MLK Friday: Why You Shouldn’t Skip

Jesse

On January 17, 2020 City High will be offering a variety of activities the connect to the messages spread by Dr. Martin Luther King Jr.

Jesse Hausknecht-Brown, Features Editor

As Martin Luther King Day approaches, buzz around City High increases as the last pieces fall in place for the second annual school MLK Day celebration, including activities, field trips and teacher-led sessions. This day, which will take place on the Friday before MLK Day, is an important day to recognize diversity and have discussions about inclusion and activism in a school setting. However, while teachers, and some students, put the final touches on their plans, other students ask each other if they will skip school that day and make plans with their parents to get called out. I heard these conversations last year and began hearing the same, “We aren’t doing anything, I might as well not go” rhetoric as of last week. 

Additionally, students often complain about learning things that they feel are not important or will be useful to them later on in life. This MLK Friday is a less structured day where students are given exactly what they want so badly: a day where they get to choose what they want to learn about. 

“People have said to themselves before, ‘I wish school was more about stuff that really mattered to people. And I wish it was a little bit more creative. And I wish we had more choice.’ Then it’s hard to say on the one day a year when you have what you asked for, that you say, ‘well that doesn’t matter, so I’m just going to get called out,’” Michael Ayers said. 

To me, learning about diversity, equality and the history of racial activism is one of the most important and interesting things we can be taught in school.

“As a parent, I can’t imagine saying to my kid, ‘You have this opportunity to learn something about that has to do with, presumably, most of them have to do with diversity and inclusion and society,’ and those are the things that really matter and things that people are talking a lot about. So it’s hard for me to imagine saying, ‘Yeah, I don’t care if you just skip that,’” Ayers said.

Another fun part of MLK Friday, for students and for teachers, is how teachers get to collaborate with teachers in other departments.

“We don’t always have the flexibility to do creative things across discipline,” Ayers said. “I think that students would like it if we had more opportunities to do that kind of thing where you get to see connections across disciplines.” 

It is important to note that some students may not be attending school because they need to work to support their families.
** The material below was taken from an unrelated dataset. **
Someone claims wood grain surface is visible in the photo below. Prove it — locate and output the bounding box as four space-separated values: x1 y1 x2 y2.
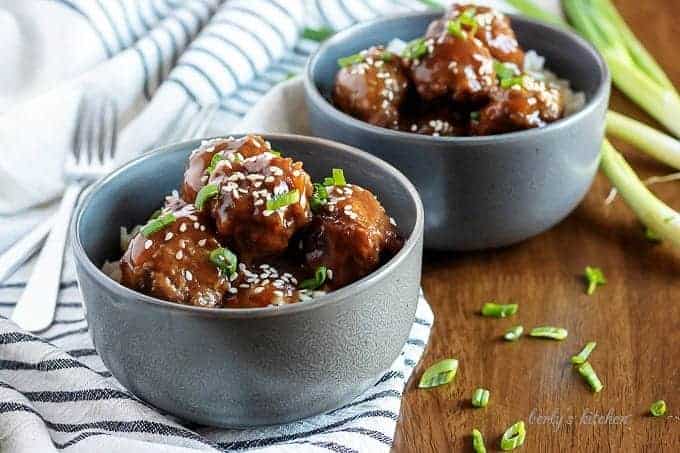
393 1 680 451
“We should give lip service to some people need to work to help their families, every opportunity that they get,” Ayers said. “If you’re taking the day [off and] taking that opportunity to go to work to help support your family, that is a different kind of thing and I don’t think anybody should judge that.”

At the end of the day, it is very important that we recognize the work of all the teachers who are trying to make this day work best for everyone. 

“Doing this Martin Luther King Day thing is kind of an experiment,” Ayers said. “People who would like school to look different as often as it can would like that experiment to work, and it only works if people show up.”

At City High, we are very lucky to have this opportunity to learn about the significance of activism and diversity as well as the messages spread by Dr. King.